In an affidavit from Richardson’s attorney at the time, David Boone, he too says none of this evidence was ever shared with him. He also states if he had known about it, he would have changed his trial strategy and he would have never advised his client to take the guilty plea deal in state court. Boone had recommended the deal at the time because the men were facing a death sentence if convicted.

Richardson told sister station WRIC back in 2017 he remembers what his attorney told him. 

“He said if you go to trial and you mess around and you lose, you could get the death penalty,” said Richardson.

However, it was a deal at the Sussex County Courthouse that a federal judge would later use to tack on to a drug conviction. 

In a rare move in the sentencing phase, the judge used the state court convictions as a cross-reference to lock both men up for good. He did this even though the federal jury acquitted them of the murder of Gibson.

Dawn White sat on that jury. 

In an interview with her in 2017, White said, “As I recall, no one ever thought they were guilty of murder.”

Adams was wrongfully convicted of a crime and spent time behind bars before he got his conviction reversed with the help of the Innocence Project. After that experience, he became a lawyer to fight for justice for others. It’s why he has taken on Claiborne and Richardson’s case and why he’s now asking a Virginia Court to reverse the state convictions for Claiborne and Richardson.

“They pled guilty when clear evidence of their innocence was held from them,” said Adams.

In the petition to the court, he writes, “The state court guilty pleas are the lynchpin of [Mr. Claiborne’s] federal life sentence.”

“It is undisputed that they did not get a fair shake at justice,” Adams told WFXR’s sister station.

Sister station WRIC asked the current Sussex Commonwealth’s Attorney Vincent Robertson if with this new evidence surfacing and this new court filing if he might join in this motion, but their calls and emails were not returned. 

WFXR’s sister station also asked Attorney General Mark Herring’s Office if their new Conviction Integrity Unit would take on this case.

In a statement, Herring’s Communications Director Charlotte Gomer said, “We are aware of this matter and the Conviction Integrity Unit has been looking into it for quite some time.

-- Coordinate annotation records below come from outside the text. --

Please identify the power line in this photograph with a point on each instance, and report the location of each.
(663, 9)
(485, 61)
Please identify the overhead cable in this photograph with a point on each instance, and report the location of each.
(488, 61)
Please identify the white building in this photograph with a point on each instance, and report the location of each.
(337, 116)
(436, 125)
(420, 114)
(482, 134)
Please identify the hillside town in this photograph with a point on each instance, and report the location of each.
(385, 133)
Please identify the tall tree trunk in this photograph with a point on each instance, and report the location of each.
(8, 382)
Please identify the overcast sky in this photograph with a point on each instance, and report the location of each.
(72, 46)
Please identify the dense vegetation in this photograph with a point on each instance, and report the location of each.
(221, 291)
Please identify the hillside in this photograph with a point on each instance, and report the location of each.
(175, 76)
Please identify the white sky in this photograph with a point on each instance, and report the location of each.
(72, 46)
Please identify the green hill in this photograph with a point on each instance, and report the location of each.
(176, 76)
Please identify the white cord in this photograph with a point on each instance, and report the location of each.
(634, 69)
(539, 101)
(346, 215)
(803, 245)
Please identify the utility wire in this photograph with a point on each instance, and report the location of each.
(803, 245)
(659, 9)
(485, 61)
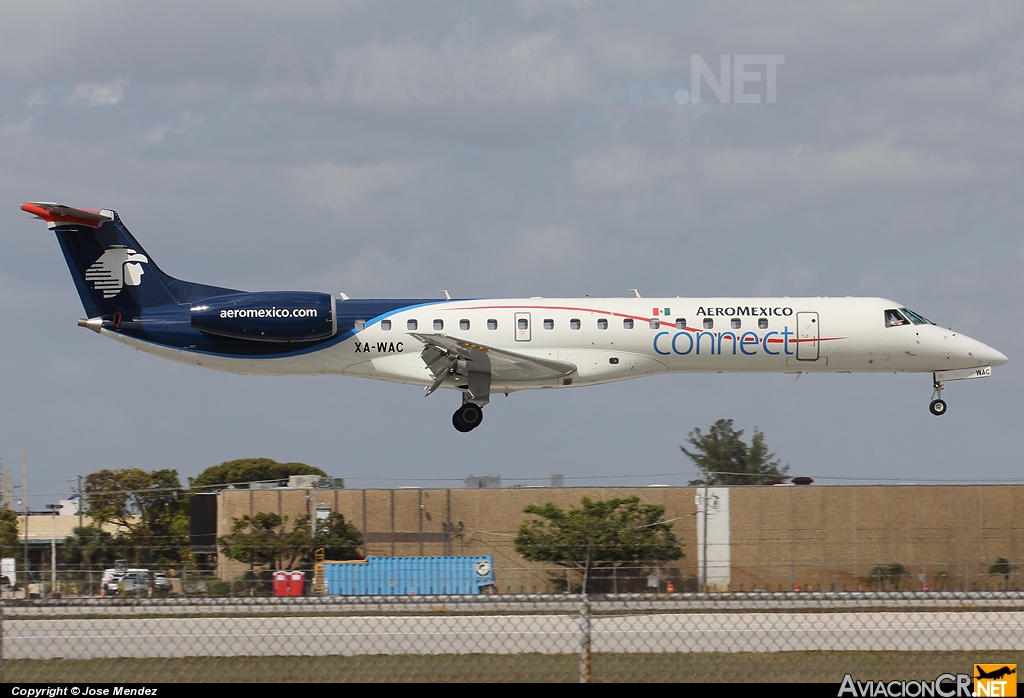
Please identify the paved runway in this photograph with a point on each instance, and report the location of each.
(552, 634)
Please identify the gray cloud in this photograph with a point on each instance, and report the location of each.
(521, 149)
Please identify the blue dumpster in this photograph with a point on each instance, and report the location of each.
(421, 576)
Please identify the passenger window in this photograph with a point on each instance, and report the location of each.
(914, 317)
(894, 318)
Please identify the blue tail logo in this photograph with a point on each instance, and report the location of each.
(115, 269)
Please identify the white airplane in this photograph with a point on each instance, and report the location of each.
(485, 346)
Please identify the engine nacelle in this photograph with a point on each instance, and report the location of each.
(267, 316)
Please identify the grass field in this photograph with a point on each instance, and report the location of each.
(688, 667)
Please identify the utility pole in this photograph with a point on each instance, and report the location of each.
(704, 574)
(53, 547)
(25, 500)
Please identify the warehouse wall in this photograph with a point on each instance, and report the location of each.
(776, 537)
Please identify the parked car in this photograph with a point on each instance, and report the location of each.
(135, 581)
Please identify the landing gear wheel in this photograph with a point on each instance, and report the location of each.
(467, 418)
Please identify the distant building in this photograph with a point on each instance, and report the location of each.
(483, 481)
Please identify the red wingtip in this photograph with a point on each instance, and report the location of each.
(54, 213)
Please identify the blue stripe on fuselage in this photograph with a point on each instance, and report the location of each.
(171, 326)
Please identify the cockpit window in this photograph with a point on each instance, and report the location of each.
(914, 317)
(895, 318)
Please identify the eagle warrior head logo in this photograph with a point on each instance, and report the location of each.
(116, 268)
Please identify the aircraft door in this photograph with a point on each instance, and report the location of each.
(807, 336)
(522, 326)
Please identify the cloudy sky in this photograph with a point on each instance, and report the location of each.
(523, 148)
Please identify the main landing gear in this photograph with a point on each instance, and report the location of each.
(468, 417)
(938, 405)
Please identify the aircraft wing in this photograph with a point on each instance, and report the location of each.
(442, 350)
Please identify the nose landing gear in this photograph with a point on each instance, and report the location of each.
(938, 405)
(467, 418)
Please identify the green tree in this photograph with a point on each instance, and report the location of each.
(148, 509)
(244, 471)
(90, 547)
(597, 536)
(263, 538)
(340, 539)
(728, 461)
(8, 532)
(1004, 567)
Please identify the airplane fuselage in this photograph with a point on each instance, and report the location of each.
(485, 346)
(611, 339)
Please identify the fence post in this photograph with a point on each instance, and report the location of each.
(585, 640)
(2, 677)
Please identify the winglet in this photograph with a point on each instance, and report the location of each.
(60, 215)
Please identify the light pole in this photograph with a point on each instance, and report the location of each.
(704, 574)
(53, 546)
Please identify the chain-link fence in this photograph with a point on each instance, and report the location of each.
(756, 637)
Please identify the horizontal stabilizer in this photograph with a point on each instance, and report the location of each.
(60, 215)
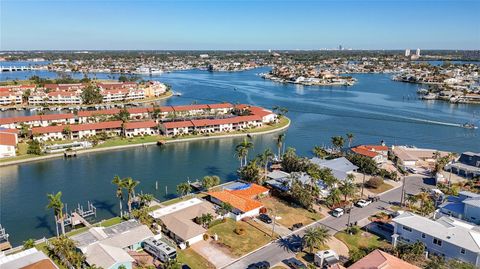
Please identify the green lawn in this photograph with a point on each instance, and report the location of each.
(193, 259)
(239, 245)
(383, 188)
(289, 214)
(362, 239)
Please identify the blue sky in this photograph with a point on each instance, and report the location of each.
(231, 24)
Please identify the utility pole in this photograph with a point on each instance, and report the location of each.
(402, 195)
(273, 226)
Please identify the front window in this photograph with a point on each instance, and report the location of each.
(437, 241)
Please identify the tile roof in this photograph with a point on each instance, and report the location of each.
(378, 259)
(140, 124)
(243, 200)
(8, 139)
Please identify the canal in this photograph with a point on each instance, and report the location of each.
(375, 109)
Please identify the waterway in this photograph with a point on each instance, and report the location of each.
(374, 109)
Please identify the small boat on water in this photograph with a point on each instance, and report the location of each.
(468, 125)
(422, 91)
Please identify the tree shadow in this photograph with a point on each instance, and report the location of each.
(44, 223)
(292, 243)
(212, 170)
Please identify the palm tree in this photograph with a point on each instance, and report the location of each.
(129, 184)
(348, 187)
(315, 237)
(225, 208)
(266, 156)
(210, 181)
(241, 153)
(338, 142)
(424, 199)
(243, 149)
(55, 203)
(119, 193)
(350, 137)
(184, 189)
(280, 141)
(124, 116)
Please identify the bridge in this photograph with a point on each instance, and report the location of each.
(15, 68)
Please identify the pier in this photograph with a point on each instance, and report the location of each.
(15, 68)
(4, 243)
(78, 215)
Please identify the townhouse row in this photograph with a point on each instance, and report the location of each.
(71, 94)
(137, 113)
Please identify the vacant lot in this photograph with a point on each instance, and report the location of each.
(239, 244)
(288, 214)
(361, 240)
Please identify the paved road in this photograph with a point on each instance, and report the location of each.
(279, 250)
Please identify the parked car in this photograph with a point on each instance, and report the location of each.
(338, 212)
(363, 203)
(265, 218)
(297, 226)
(295, 263)
(259, 265)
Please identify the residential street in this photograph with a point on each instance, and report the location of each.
(279, 250)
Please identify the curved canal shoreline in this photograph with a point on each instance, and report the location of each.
(171, 141)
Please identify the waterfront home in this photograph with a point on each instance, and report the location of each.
(27, 259)
(10, 98)
(468, 165)
(378, 153)
(8, 142)
(178, 220)
(78, 131)
(465, 206)
(446, 237)
(37, 120)
(141, 128)
(243, 197)
(108, 247)
(340, 167)
(412, 156)
(378, 259)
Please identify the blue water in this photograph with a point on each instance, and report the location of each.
(375, 109)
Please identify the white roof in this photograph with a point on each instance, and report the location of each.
(448, 229)
(174, 208)
(105, 256)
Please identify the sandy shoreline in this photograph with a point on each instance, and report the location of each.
(80, 152)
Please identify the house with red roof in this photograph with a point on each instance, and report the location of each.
(379, 153)
(8, 142)
(10, 98)
(243, 197)
(378, 259)
(141, 128)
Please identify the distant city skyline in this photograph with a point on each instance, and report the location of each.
(235, 25)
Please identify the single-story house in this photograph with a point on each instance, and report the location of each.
(378, 153)
(468, 165)
(340, 167)
(465, 206)
(243, 197)
(107, 246)
(178, 220)
(378, 259)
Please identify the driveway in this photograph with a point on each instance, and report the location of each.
(213, 253)
(280, 249)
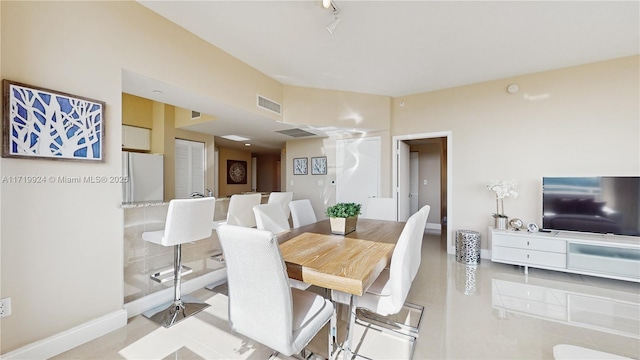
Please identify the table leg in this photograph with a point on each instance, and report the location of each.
(350, 327)
(333, 330)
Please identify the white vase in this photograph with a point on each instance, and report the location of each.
(501, 223)
(343, 226)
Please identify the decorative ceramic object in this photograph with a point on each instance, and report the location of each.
(343, 217)
(343, 226)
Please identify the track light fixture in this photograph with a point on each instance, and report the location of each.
(331, 28)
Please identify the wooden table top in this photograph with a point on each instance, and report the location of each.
(347, 263)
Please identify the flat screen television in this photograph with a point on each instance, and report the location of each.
(603, 204)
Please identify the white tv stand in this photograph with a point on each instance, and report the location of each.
(609, 256)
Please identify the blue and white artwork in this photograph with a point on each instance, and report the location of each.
(42, 123)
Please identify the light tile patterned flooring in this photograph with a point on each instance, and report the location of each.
(489, 311)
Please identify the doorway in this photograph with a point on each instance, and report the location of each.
(432, 175)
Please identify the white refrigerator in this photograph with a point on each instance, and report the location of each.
(145, 174)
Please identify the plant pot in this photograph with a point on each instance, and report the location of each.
(501, 223)
(343, 226)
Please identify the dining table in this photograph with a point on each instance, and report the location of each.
(348, 263)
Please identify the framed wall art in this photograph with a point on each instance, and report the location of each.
(46, 124)
(319, 165)
(236, 172)
(300, 166)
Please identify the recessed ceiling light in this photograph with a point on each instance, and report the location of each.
(235, 138)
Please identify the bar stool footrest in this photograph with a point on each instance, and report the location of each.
(165, 275)
(169, 314)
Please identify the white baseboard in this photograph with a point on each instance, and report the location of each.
(138, 306)
(433, 226)
(67, 340)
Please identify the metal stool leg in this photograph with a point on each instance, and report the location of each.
(180, 308)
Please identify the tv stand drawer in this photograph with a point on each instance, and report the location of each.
(527, 241)
(529, 257)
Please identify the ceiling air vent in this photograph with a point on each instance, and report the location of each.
(269, 105)
(296, 133)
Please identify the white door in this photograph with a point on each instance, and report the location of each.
(190, 165)
(357, 170)
(404, 184)
(413, 183)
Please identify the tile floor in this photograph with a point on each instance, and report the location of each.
(489, 311)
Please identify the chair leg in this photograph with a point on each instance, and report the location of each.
(181, 307)
(387, 325)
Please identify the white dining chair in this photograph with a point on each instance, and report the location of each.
(388, 293)
(187, 220)
(283, 198)
(381, 209)
(270, 217)
(302, 213)
(241, 209)
(262, 305)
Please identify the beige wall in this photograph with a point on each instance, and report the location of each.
(137, 111)
(578, 121)
(318, 188)
(325, 109)
(77, 240)
(69, 249)
(336, 108)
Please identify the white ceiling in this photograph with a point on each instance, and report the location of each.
(398, 48)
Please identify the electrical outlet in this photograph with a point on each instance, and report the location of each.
(5, 307)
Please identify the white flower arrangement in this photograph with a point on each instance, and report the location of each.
(503, 189)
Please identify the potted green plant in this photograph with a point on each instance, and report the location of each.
(343, 217)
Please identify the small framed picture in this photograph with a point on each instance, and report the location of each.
(319, 165)
(300, 166)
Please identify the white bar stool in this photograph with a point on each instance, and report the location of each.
(187, 220)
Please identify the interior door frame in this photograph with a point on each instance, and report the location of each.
(442, 134)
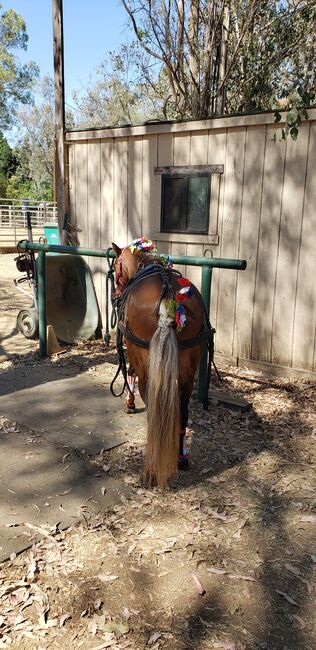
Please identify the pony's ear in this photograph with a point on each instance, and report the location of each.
(117, 249)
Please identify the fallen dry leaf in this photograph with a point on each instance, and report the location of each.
(287, 597)
(198, 584)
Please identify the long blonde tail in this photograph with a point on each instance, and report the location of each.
(163, 402)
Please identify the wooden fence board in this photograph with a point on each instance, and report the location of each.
(272, 191)
(120, 221)
(135, 188)
(94, 214)
(248, 249)
(151, 187)
(229, 236)
(81, 167)
(286, 273)
(305, 305)
(217, 143)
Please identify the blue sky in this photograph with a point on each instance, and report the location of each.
(91, 29)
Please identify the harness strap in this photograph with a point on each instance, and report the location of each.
(109, 292)
(204, 335)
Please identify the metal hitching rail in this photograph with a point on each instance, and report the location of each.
(206, 263)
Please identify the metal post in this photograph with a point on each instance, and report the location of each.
(206, 295)
(42, 302)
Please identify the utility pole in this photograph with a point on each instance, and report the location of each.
(60, 193)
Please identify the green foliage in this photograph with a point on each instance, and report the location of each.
(8, 163)
(32, 173)
(295, 106)
(16, 80)
(203, 57)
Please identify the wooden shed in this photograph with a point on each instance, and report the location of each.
(262, 200)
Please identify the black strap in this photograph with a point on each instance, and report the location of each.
(109, 292)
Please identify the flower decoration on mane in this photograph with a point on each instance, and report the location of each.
(175, 308)
(142, 244)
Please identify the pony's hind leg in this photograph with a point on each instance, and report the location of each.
(183, 461)
(130, 398)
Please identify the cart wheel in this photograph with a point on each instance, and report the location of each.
(27, 322)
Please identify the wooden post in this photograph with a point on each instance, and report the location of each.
(60, 166)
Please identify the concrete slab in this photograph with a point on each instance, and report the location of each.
(70, 409)
(45, 472)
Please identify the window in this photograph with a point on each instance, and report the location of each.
(185, 203)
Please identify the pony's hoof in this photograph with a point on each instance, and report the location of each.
(128, 410)
(183, 464)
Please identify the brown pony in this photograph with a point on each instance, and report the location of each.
(164, 360)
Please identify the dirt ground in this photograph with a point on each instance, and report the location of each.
(223, 559)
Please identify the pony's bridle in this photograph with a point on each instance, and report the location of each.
(120, 281)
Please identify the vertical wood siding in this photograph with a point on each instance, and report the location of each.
(262, 208)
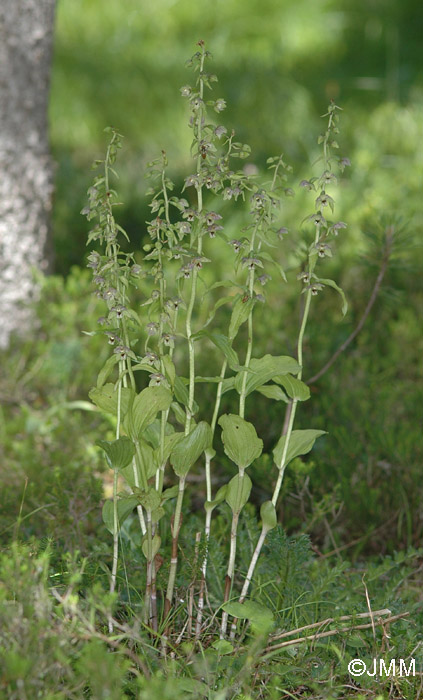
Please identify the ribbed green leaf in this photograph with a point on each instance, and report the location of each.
(186, 452)
(331, 283)
(145, 407)
(294, 387)
(125, 506)
(149, 498)
(238, 492)
(240, 312)
(264, 369)
(240, 440)
(170, 370)
(106, 398)
(268, 516)
(106, 370)
(225, 346)
(119, 452)
(155, 546)
(181, 393)
(300, 443)
(220, 497)
(271, 391)
(261, 618)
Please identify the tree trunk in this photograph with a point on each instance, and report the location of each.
(26, 38)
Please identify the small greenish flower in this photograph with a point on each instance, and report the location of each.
(212, 230)
(157, 379)
(219, 105)
(168, 340)
(196, 103)
(324, 200)
(263, 279)
(304, 277)
(281, 232)
(323, 250)
(318, 219)
(336, 227)
(251, 263)
(220, 131)
(119, 310)
(122, 351)
(151, 358)
(307, 185)
(152, 328)
(110, 294)
(237, 245)
(315, 288)
(184, 227)
(94, 260)
(112, 338)
(211, 217)
(328, 178)
(189, 214)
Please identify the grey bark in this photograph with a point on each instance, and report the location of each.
(26, 38)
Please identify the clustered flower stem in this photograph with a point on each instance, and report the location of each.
(292, 406)
(146, 436)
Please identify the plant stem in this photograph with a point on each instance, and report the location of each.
(176, 525)
(282, 465)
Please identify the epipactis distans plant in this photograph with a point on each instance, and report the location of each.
(161, 431)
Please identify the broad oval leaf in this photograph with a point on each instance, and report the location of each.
(118, 452)
(125, 506)
(182, 395)
(240, 312)
(262, 370)
(149, 463)
(331, 283)
(106, 370)
(300, 443)
(186, 452)
(238, 492)
(145, 407)
(220, 497)
(170, 370)
(169, 443)
(149, 498)
(272, 391)
(106, 398)
(240, 440)
(225, 346)
(268, 516)
(155, 546)
(295, 388)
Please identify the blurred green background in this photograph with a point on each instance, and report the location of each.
(121, 63)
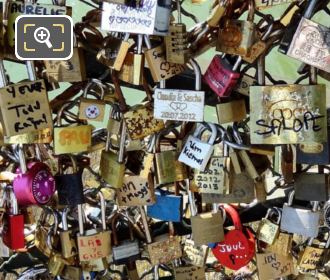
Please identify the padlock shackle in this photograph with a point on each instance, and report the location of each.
(90, 84)
(198, 75)
(65, 218)
(233, 214)
(73, 161)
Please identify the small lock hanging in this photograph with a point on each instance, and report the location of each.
(160, 210)
(309, 43)
(237, 36)
(71, 138)
(68, 242)
(13, 226)
(125, 251)
(112, 166)
(93, 245)
(197, 153)
(71, 70)
(92, 109)
(34, 183)
(69, 185)
(267, 229)
(160, 68)
(221, 76)
(206, 227)
(238, 247)
(176, 42)
(300, 220)
(180, 104)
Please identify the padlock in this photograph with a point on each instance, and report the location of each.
(25, 110)
(144, 21)
(43, 229)
(237, 36)
(312, 255)
(310, 44)
(291, 21)
(140, 121)
(71, 139)
(217, 13)
(260, 45)
(195, 255)
(197, 153)
(71, 70)
(69, 185)
(132, 67)
(178, 104)
(33, 183)
(305, 182)
(233, 111)
(282, 244)
(92, 109)
(238, 247)
(160, 68)
(160, 210)
(125, 251)
(300, 220)
(93, 246)
(302, 120)
(221, 76)
(112, 166)
(267, 229)
(13, 226)
(176, 42)
(68, 242)
(206, 227)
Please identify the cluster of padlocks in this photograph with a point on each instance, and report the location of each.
(95, 188)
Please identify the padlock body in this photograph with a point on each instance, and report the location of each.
(220, 78)
(236, 37)
(91, 109)
(161, 210)
(127, 251)
(207, 228)
(310, 45)
(13, 231)
(37, 186)
(70, 189)
(300, 221)
(111, 170)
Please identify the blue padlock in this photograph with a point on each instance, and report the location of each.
(168, 207)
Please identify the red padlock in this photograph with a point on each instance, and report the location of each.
(13, 226)
(221, 77)
(238, 248)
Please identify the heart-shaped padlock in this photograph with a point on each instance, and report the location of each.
(36, 186)
(238, 247)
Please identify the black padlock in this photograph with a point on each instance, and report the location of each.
(69, 186)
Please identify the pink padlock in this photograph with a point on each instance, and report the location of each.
(35, 186)
(221, 77)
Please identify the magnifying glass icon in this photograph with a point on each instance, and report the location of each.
(41, 35)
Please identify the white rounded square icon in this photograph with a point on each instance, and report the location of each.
(43, 37)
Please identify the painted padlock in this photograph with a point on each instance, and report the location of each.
(222, 77)
(34, 183)
(238, 248)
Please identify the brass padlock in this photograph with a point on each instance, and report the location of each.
(112, 166)
(176, 42)
(92, 109)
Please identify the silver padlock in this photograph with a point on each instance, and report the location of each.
(300, 220)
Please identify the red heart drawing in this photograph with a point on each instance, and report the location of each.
(233, 252)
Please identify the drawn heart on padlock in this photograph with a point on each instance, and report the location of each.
(233, 252)
(178, 106)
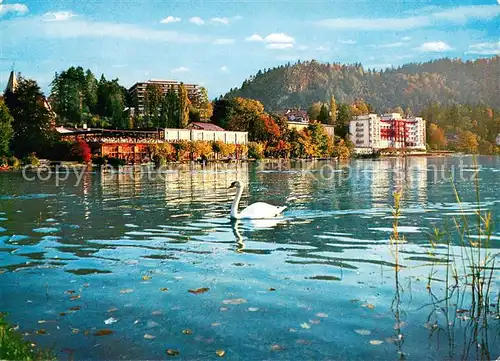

It’s important to note that these two men were charged with and convicted of federal crimes and are serving federal sentences, not state sentences, so an ultimate resolution would have to come through the federal courts. The two men have now filed petitions for writs of actual innocence in state court challenging some underlying state convictions that contributed to the length of their sentences, so the next step will be for Virginia’s Court of Appeals to review the petitions and either resolve them on its own or ask for a response from the Commonwealth.”

WRIC also reached out to Gibson’s daughter for comment. She declined, but she said once before she wants the persons responsible held accountable.